When I started practicing law in the Stone Age, the 12-week paid maternity leave was seen as the great advance of having women in the workplace and was universal at large law firms. We knew that women in other jobs were not so lucky. And, before BlackBerries and DropBox, when it was even difficult to "dial in to the server," women enjoyed a leave with few, if any, calls from the front. But, that 13th week was a doozie. Once back, you were all in.
But I could see a world in which the 12-week maternity leave was less important, for both good and bad reasons. First, because the expectation would be that you weren't firewalled during that time, and the emails, calls, document sends wouldn't stop. Or second, because even while working "full-time," you could "work from home." So the 13th week didn't have to be a doozie. I sense that Mayer's situation is much more like the first. Even though folks know she just had a baby, they won't stop calling/emailing her, and realistically, no one can take her place as a "temp CEO." For us academics, the I think both the first and second situations hold. I have taught class while someone else held my infant many, many times, knowing that after class was over I could take over where I left off and do much of my job one-handed. But, I've also had law review editors send me edits that needed attention within seven days who weren't very impressed that I had just gotten home from the hospital.
Is it so unrealistic that new moms could respond to work email from the hospital? I have definitely seen new moms updating Facebook from the hospital. There are several ways to view the first weeks/months of mommy/baby time (or daddy/baby time). One is convalescence. But, for most moms that is measured in days. Few surgeries of any kind require three-month recuperation periods, and most deliveries of both flavors see moms going about their business in a few weeks. Someone once told me that the first month off is for the mom, the second month off is for the baby. So, the second way to view extended leave is bonding time. And I definitely have fond memories of staring at babies with no worries about what I needed to be doing. But I also don't think that this time is as firewalled now, even for nonbusiness reasons. Through social media, "staying in" isn't the same as "staying in." So, if we integrate our online life into maternity leave without social stigma, it seems ok to integrate our career life as well. The third way to view leave is merely symbolic: I think my baby is important enough not have to share my mental space with work for this period of time. Well, that would be nice, but it seems like most people don't like to be disconnected for three months, either from work or social media.
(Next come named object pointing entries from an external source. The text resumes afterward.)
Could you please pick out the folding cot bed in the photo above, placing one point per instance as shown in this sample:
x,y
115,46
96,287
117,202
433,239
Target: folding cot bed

I think one person interviewed for the NYT piece summed it up nicely, analogizing one's company or career to another child: "You can think of a lot of moms who have more than one child, and do they ever say, ‘I’m going to stop feeding my older child because I have a newborn’?" Moms of newborns rarely take three months (or weeks) off from life, and for women entrepreneurs or executives who love their jobs, part of their life is their job. So, some moms still tend to other children, cook, read novels, play FB games, and visit with friends, and others keep up with their companies.